Despite launching in June 2009, Apple’s iPhone 3GS is on track to account for as much as 20% of total iPhone sales in the current quarter, as the Cupertino-based company looks to compete with the huge number of low-to-mid range Android handsets available in the smartphone market, Sterne Agee analyst Shaw Wu has revealed.
Apple announced it would slash the price of the iPhone 3GS to free at the recent iPhone 4S launch, meaning that consumers would simply have to take out a new contract to get their hands on what is now an entry-level iPhone device.
With AT&T selling out of iPhone 3GS stock when it made the price change, noting the “tremendous demand” at the time, Roger Entner, founder of market research firm Recon Analytics LLC believes that as “Apple can shovel them out by the millions,” consumers are going to choose the device because there isn’t a “free phone or even $50 phone is going to be more appealing to consumers than an iPhone 3GS”.
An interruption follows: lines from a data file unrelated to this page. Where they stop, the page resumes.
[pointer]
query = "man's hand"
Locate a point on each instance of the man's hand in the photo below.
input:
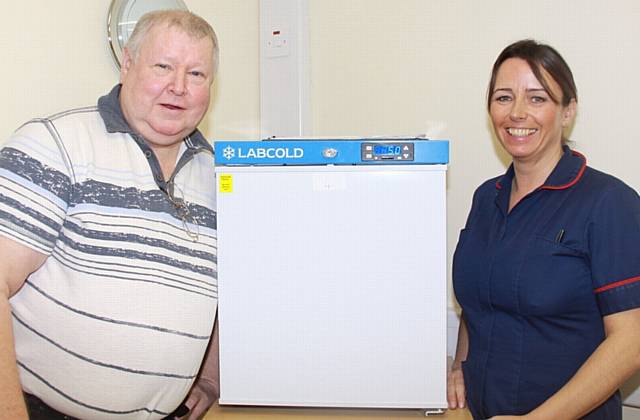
(200, 399)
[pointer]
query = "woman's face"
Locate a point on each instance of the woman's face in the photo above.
(527, 122)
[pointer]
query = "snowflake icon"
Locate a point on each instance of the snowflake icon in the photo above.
(228, 152)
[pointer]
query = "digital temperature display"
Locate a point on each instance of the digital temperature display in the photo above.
(386, 150)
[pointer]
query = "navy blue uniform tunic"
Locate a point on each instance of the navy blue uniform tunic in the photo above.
(534, 283)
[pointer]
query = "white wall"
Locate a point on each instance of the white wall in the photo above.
(416, 66)
(56, 56)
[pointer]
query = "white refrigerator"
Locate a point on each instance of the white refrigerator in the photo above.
(332, 273)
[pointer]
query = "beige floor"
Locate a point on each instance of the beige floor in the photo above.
(261, 413)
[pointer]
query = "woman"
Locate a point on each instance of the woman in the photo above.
(547, 269)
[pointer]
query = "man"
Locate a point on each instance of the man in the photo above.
(108, 284)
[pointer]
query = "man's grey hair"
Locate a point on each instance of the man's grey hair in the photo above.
(188, 22)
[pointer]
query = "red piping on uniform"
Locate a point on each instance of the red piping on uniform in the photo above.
(576, 179)
(565, 186)
(617, 284)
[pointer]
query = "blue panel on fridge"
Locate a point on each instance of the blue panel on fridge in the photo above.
(367, 151)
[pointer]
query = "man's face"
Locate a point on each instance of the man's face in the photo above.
(165, 89)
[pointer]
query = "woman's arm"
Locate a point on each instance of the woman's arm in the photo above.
(613, 362)
(456, 395)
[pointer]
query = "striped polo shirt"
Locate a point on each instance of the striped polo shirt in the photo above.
(115, 323)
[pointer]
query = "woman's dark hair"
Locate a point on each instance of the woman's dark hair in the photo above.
(538, 56)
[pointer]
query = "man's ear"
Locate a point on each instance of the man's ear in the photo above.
(127, 60)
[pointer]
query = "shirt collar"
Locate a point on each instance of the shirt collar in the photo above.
(568, 172)
(115, 122)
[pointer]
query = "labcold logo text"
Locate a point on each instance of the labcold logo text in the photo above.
(264, 153)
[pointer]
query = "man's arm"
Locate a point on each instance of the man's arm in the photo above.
(16, 263)
(206, 389)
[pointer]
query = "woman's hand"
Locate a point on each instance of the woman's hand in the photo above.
(456, 395)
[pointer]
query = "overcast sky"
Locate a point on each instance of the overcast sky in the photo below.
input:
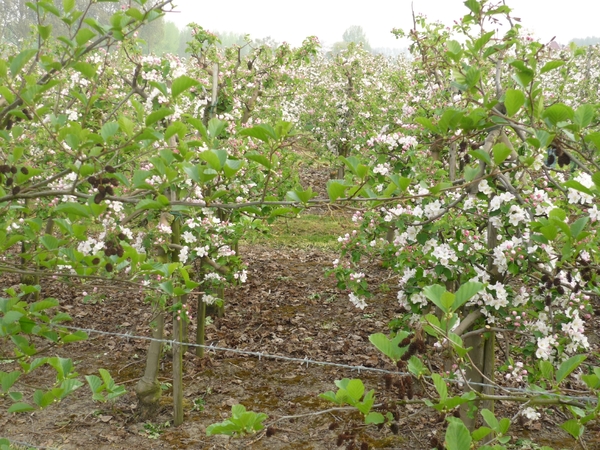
(328, 19)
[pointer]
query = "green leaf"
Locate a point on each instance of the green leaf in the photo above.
(86, 69)
(149, 204)
(355, 389)
(7, 379)
(578, 187)
(513, 100)
(74, 208)
(584, 115)
(126, 125)
(457, 435)
(557, 113)
(84, 35)
(547, 370)
(109, 130)
(263, 132)
(551, 65)
(216, 127)
(20, 407)
(471, 173)
(465, 293)
(20, 60)
(336, 189)
(578, 226)
(261, 159)
(480, 433)
(501, 152)
(176, 128)
(596, 179)
(50, 242)
(68, 5)
(481, 155)
(490, 419)
(594, 138)
(45, 31)
(95, 383)
(302, 196)
(232, 166)
(416, 367)
(374, 418)
(473, 5)
(569, 366)
(573, 427)
(215, 158)
(434, 293)
(389, 347)
(182, 84)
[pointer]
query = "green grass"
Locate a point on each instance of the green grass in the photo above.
(305, 231)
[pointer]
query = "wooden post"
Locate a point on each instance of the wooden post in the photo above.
(177, 333)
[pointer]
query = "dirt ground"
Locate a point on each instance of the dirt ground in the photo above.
(287, 307)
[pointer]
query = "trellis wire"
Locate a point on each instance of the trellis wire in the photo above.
(308, 361)
(27, 444)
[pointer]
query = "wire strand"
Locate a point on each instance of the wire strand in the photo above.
(309, 361)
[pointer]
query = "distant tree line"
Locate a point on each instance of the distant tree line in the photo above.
(590, 40)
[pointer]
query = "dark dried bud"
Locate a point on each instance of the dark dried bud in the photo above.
(388, 380)
(564, 160)
(545, 278)
(409, 392)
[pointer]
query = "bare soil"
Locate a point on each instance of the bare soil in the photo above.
(288, 307)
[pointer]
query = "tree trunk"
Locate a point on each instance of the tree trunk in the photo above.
(148, 389)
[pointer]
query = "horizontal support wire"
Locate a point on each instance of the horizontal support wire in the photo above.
(308, 361)
(28, 445)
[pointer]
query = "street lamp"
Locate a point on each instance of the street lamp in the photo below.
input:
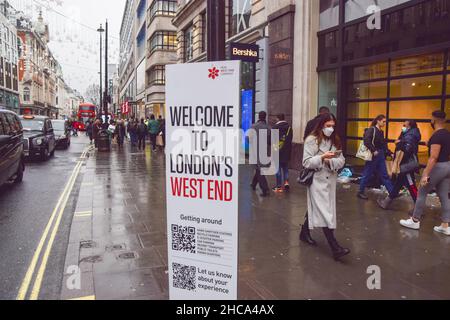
(101, 30)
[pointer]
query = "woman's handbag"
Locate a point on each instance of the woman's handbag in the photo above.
(306, 177)
(411, 165)
(363, 152)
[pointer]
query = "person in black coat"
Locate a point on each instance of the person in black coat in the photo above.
(408, 143)
(311, 125)
(375, 141)
(285, 152)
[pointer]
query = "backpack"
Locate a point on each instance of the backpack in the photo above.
(283, 139)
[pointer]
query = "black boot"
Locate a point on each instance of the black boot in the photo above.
(305, 234)
(338, 251)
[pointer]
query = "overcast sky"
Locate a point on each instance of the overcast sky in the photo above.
(74, 40)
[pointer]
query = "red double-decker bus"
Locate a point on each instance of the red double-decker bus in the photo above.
(86, 112)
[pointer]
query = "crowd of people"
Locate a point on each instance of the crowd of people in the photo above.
(132, 130)
(323, 159)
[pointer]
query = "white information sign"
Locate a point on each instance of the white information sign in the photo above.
(202, 166)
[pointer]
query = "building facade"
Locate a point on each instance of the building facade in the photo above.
(360, 58)
(127, 65)
(38, 70)
(9, 84)
(161, 51)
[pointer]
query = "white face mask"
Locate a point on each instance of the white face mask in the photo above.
(328, 132)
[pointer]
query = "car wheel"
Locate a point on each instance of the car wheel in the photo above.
(19, 174)
(45, 155)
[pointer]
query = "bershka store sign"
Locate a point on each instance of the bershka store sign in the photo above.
(202, 166)
(244, 52)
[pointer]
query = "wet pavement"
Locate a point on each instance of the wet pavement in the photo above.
(25, 210)
(118, 238)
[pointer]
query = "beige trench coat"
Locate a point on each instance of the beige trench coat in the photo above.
(322, 192)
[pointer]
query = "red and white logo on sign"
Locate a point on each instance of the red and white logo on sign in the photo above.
(213, 73)
(125, 108)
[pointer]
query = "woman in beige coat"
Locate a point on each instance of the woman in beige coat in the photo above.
(323, 154)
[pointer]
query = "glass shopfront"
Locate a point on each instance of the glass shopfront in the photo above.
(402, 89)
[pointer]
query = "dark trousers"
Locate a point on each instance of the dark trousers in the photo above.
(376, 166)
(261, 180)
(153, 140)
(408, 181)
(141, 142)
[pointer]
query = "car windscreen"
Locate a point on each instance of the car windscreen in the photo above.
(32, 125)
(59, 126)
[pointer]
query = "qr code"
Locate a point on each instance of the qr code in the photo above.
(183, 239)
(184, 277)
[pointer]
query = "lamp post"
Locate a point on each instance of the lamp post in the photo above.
(101, 30)
(106, 96)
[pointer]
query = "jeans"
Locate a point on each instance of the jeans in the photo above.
(439, 180)
(282, 174)
(408, 181)
(261, 180)
(376, 166)
(153, 140)
(141, 142)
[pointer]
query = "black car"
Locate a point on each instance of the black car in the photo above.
(12, 164)
(62, 133)
(39, 136)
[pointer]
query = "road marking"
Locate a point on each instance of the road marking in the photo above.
(41, 271)
(83, 298)
(31, 269)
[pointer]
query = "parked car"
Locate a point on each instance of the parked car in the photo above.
(62, 133)
(39, 136)
(12, 162)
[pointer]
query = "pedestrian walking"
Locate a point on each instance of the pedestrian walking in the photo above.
(262, 131)
(311, 125)
(89, 130)
(96, 131)
(132, 130)
(436, 176)
(162, 132)
(153, 129)
(406, 163)
(322, 153)
(376, 143)
(142, 134)
(285, 152)
(121, 133)
(305, 234)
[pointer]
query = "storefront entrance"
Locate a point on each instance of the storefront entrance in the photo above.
(402, 89)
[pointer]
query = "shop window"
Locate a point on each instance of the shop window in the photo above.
(417, 87)
(369, 90)
(240, 13)
(371, 72)
(166, 8)
(413, 109)
(157, 75)
(328, 90)
(448, 83)
(204, 31)
(366, 110)
(328, 51)
(329, 14)
(355, 129)
(163, 40)
(417, 65)
(189, 43)
(26, 94)
(355, 9)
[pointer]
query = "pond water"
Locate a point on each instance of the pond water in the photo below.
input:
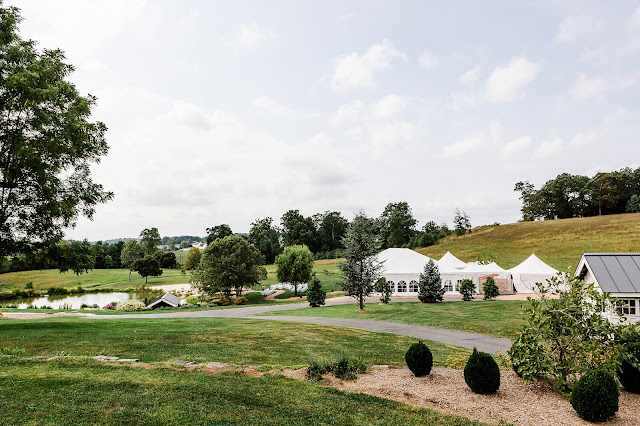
(74, 301)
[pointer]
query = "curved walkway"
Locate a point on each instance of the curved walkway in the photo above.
(453, 337)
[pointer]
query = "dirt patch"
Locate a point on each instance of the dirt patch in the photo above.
(34, 315)
(444, 390)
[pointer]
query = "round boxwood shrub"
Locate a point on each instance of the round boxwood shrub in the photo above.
(482, 373)
(628, 374)
(419, 359)
(595, 396)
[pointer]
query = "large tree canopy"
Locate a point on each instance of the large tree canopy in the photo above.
(47, 143)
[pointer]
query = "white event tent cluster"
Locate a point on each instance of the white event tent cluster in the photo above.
(402, 268)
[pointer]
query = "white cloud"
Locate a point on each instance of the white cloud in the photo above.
(389, 106)
(574, 28)
(355, 71)
(516, 146)
(470, 76)
(428, 61)
(587, 87)
(271, 107)
(505, 84)
(549, 147)
(248, 37)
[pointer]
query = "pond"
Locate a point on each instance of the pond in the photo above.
(74, 301)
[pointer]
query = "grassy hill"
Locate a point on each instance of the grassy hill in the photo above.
(560, 243)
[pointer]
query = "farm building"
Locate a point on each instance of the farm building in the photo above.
(618, 274)
(166, 300)
(528, 273)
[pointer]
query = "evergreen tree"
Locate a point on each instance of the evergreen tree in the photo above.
(361, 270)
(430, 289)
(490, 289)
(315, 294)
(384, 289)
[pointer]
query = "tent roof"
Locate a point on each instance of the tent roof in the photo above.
(449, 260)
(533, 266)
(478, 268)
(402, 261)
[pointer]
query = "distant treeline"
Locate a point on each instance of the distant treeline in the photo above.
(569, 196)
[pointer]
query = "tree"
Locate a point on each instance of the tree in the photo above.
(315, 294)
(383, 287)
(331, 228)
(295, 265)
(147, 266)
(265, 237)
(298, 230)
(150, 240)
(430, 289)
(565, 334)
(76, 256)
(47, 144)
(131, 251)
(397, 224)
(228, 264)
(361, 269)
(490, 289)
(217, 232)
(633, 206)
(467, 288)
(461, 222)
(192, 260)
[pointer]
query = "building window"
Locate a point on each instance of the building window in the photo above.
(448, 285)
(458, 285)
(627, 307)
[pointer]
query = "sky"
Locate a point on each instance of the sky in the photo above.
(228, 112)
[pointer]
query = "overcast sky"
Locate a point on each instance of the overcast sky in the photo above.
(229, 111)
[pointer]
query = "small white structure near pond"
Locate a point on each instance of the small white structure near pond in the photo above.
(528, 273)
(618, 274)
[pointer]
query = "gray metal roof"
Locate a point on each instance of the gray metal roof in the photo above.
(615, 272)
(169, 298)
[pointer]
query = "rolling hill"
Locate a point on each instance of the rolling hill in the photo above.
(560, 243)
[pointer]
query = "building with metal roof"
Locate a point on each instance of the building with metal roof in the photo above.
(618, 274)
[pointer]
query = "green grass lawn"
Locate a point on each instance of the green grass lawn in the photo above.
(560, 243)
(237, 341)
(493, 318)
(79, 393)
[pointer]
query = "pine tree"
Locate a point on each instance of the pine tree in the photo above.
(315, 294)
(430, 289)
(490, 289)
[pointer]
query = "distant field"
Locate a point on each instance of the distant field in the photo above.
(326, 270)
(560, 243)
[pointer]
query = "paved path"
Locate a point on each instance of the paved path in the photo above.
(452, 337)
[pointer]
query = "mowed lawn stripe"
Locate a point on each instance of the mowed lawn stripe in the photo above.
(230, 340)
(493, 318)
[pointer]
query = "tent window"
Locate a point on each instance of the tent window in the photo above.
(627, 307)
(448, 285)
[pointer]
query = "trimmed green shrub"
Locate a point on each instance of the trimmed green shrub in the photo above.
(482, 373)
(628, 374)
(419, 359)
(490, 289)
(595, 396)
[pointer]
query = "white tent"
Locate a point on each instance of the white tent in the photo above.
(402, 268)
(530, 272)
(449, 260)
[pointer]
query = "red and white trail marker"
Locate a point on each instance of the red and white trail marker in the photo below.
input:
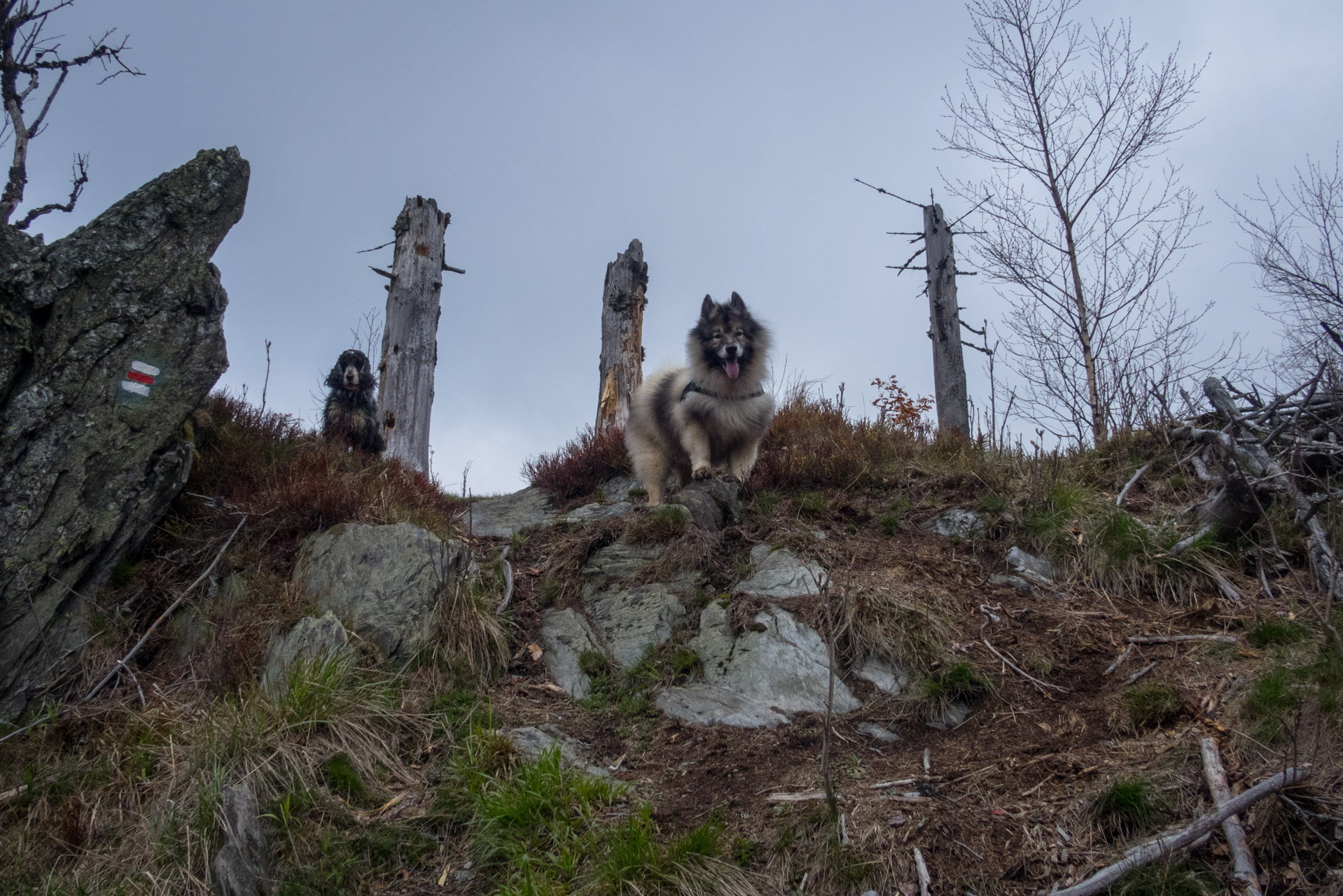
(140, 378)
Apple’s iPhone 4S is expected to account for the vast majority of iPhone sales this quarter, purely because sales exceeded any other smartphone launch, with Apple seeing 4 million sales during its launch weekend alone. The company stands to profit from the subsidies that carriers offer their customers, also increasing its margins thanks to reduced component costs.
Wu notes that the “Apple of today is different from the Apple of even a few years ago. They’re aggressive on price. Not only do they have the best technology, but they have the lowest cost.”